The labelVector package supports labels for atomic vectors in a light-weight design that is suitable for use in other packages.

Download

The package may be downloaded from CRAN using

install.packages("labelVector")

or from GitHub using

devtools::install_github("nutterb/labelVector")

Motivation

When generating summaries for reports to be delivered to a non-technical audience, the variable names used in analytical code may not be adequately descriptive to the audience to provide the full context and meaning of the results.
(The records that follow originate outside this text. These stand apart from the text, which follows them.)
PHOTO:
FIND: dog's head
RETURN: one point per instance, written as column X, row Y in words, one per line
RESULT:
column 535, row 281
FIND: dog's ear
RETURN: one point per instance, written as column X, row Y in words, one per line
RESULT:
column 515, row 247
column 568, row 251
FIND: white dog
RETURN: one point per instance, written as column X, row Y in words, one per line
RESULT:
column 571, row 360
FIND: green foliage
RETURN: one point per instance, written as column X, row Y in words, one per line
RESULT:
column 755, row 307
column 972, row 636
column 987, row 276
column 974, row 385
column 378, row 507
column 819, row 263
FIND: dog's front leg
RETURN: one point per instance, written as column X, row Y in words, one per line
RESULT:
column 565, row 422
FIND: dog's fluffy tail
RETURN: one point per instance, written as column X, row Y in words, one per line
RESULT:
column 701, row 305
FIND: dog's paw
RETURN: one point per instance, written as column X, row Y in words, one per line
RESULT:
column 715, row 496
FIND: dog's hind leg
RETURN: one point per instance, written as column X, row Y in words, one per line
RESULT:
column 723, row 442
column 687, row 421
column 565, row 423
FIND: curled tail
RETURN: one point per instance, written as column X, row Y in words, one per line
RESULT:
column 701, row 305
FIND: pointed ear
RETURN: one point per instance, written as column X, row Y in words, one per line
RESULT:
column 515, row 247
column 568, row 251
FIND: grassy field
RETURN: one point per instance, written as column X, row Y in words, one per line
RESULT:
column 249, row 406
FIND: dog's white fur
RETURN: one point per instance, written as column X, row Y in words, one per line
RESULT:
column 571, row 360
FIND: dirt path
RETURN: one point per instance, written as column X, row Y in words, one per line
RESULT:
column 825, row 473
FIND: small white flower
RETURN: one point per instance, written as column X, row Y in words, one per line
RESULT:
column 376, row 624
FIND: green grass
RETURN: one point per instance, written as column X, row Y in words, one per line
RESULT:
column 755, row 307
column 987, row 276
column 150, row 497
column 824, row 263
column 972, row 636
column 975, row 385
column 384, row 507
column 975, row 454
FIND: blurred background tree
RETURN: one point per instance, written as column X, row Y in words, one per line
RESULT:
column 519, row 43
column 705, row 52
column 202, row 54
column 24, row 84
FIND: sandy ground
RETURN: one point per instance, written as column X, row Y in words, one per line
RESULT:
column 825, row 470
Variable labels are a compromise that may be inserted to clarify meaning to the audience without requiring excessively difficult variable names to be used in code.

In the table below, a linear model estimating gas mileage is given with terms taken from the variable labels.

library(labelVector)

mtcars <- 
  set_label(mtcars,
            qsec = "Quarter mile time",
            am = "Automatic / Manual",
            wt = "Vehicle weight")

fit <- lm(mpg ~ qsec + am + wt, 
          data = mtcars)

# Create a summary table
res <- as.data.frame(coef(summary(fit)), 
                     stringsAsFactors = FALSE)
res <- cbind(rownames(res), res)
rownames(res) <- NULL
names(res) <- c("term", "estimate", "se", "t", "p")
res$term <- as.character(res$term)

kable(res)
term estimate se t p
(Intercept) 9.617781 6.9595930 1.381946 0.1779152
qsec 1.225886 0.2886696 4.246676 0.0002162
am 2.935837 1.4109045 2.080819 0.0467155
wt -3.916504 0.7112016 -5.506882 0.0000070

In constrast, the following table replaces these term labels with longer, more human-readable terms that assist in the interpretation of the model.

res$term[-1] <- get_label(mtcars, vars = res$term[-1])
kable(res)
term estimate se t p
(Intercept) 9.617781 6.9595930 1.381946 0.1779152
Quarter mile time 1.225886 0.2886696 4.246676 0.0002162
Automatic / Manual 2.935837 1.4109045 2.080819 0.0467155
Vehicle weight -3.916504 0.7112016 -5.506882 0.0000070

Truthfully, I don't believe it to be likely that these labels will be retrieved and applied to summaries interactively, but they do become useful when writing functions to generate common summary tables.

Usage

Labels are easily set using the set_label function and retreived using the get_label function.

x <- 1:10
x <- set_label(x, "some integers")

x

get_label(x)

Labels may also be assigned in a manner that is pipe-friendly.

mtcars2 <- 
  set_label(mtcars,
            am = "Automatic",
            mpg = "Miles per gallon",
            cyl = "Cylinders",
            qsec = "Quarter mile time")

Interaction with Hmisc

Whereas labelVector provides a similar functionality as is provided by the Hmisc package, and considering the widespread use of Hmisc, consideration is taken for the possibility that labelVector and Hmisc may need to work in the same environment. This is permissible since set_label and get_label both work on the label attribute of a vector and their names do not conflict with the label generic exported by Hmisc.